Cherté de la vie : Le curieux silence des partis politiques

Moïse DOSSOUMOU 6 mai 2022

C’est une évidence. La vie est de plus en plus chère. Pendant que les ménages pauvres et précaires ne savent plus à quel saint se vouer, ceux à revenus modestes peinent à joindre les deux bouts. De jour en jour, le poids des dépenses, notamment celles liées à la survie humaine, augmente. Obligé de réagir, le gouvernement justifie la situation et prend des mesures d’atténuation. Les travailleurs qui touchent les plus bas salaires peuvent déjà se contenter de l’espoir de gagner un peu plus au cours des mois à venir. En effet, le gouvernement et les représentants des travailleurs se sont accordés sur un relèvement du Salaire minimum interprofessionnel garanti qui passe de 40 000 à 52 000fcfa. Le reste de la population active, surtout ceux du secteur public, peuvent prétendre à une revalorisation salariale d’ici la fin de l’année conformément au vœu des dirigeants. Les travailleurs relevant du privé et la grande masse du secteur informel se contenteront de certaines subventions sur les prix des produits pétroliers par exemple. Pour ce qui est des denrées de grande consommation, l’arbitrage des prix effectué par l’Exécutif, est loin d’être une réalité. Du coup, les Béninois se retrouvent, pour ainsi dire, livrés à eux-mêmes face aux affres de la surenchère galopante. Chacun porte sa croix à qui mieux mieux.

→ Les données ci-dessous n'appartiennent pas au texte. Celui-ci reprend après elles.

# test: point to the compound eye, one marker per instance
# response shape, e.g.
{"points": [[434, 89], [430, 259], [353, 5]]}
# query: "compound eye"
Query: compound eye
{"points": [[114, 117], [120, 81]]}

Les politiques absents au débat
Très attendus sur le sujet, tout au moins en termes d’analyses et de propositions d’adoucissement de la galère ambiante, les chapelles politiques ont opté pour le silence. Une attitude plutôt curieuse lorsqu’on se réfère aux effets positifs attendus de la réforme du système partisan qui veut que l’animation de la vie politique nationale gagne en qualité. Pis, même les partis bénéficiant du financement public évitent cette question cruciale pour les populations. Pourtant, ils ont les moyens de commettre des experts qui peuvent étudier sereinement le sujet et pondre un rapport dont les grandes lignes seront débattues au sein du parti avant d’être livrées à l’opinion et transmises au gouvernement. Hélas, c’est le statu quo. Les autres formations politiques qui ne bénéficient pas encore des moyens de l’Etat gardent leurs distances avec ce dossier brûlant. A part quelques déclarations éparses à mettre sur le coup de l’opportunité et de l’émotion, il n’y a vraiment rien de consistant à se mettre sur la langue. C’est à croire que ce sujet dérange à telle enseigne que les creusets politiques préfèrent l’éviter.

Timide tentative au parlement
A la décharge des députés, ils ont tenté de s’intéresser au sujet. Usant de leurs prérogatives de contrôle de l’action du gouvernement, leurs préoccupations ont été portées à ce dernier. En réponse, ils ont eu droit aux explications du ministre des finances. Dans la foulée, des propositions ont été faites au gouvernement. Les représentants du peuple peuvent estimer avoir fait ce qu’ils pouvaient dans les limites de leurs compétences même si ce n’est qu’un service minimum. Au point où en sont les Béninois qui voient leurs maigres revenus durement éprouvés par la cherté de la vie, ils ont besoin d’actes qui les soulagent ici et maintenant. Au-delà des subventions qui ne profitent pas toujours aux plus vulnérables, il sied que le gouvernement trouve des mécanismes pour venir à la rescousse du plus grand nombre. Les transferts monétaires directs par exemple soulagent toujours les personnes qui sont dans le plus grand dénuement. Rien qu’en termes d’idées et d’orientation des choix, le personnel politique peut aider sinon contraindre le gouvernement à mieux faire. Hélas, il se réfugie dans le silence.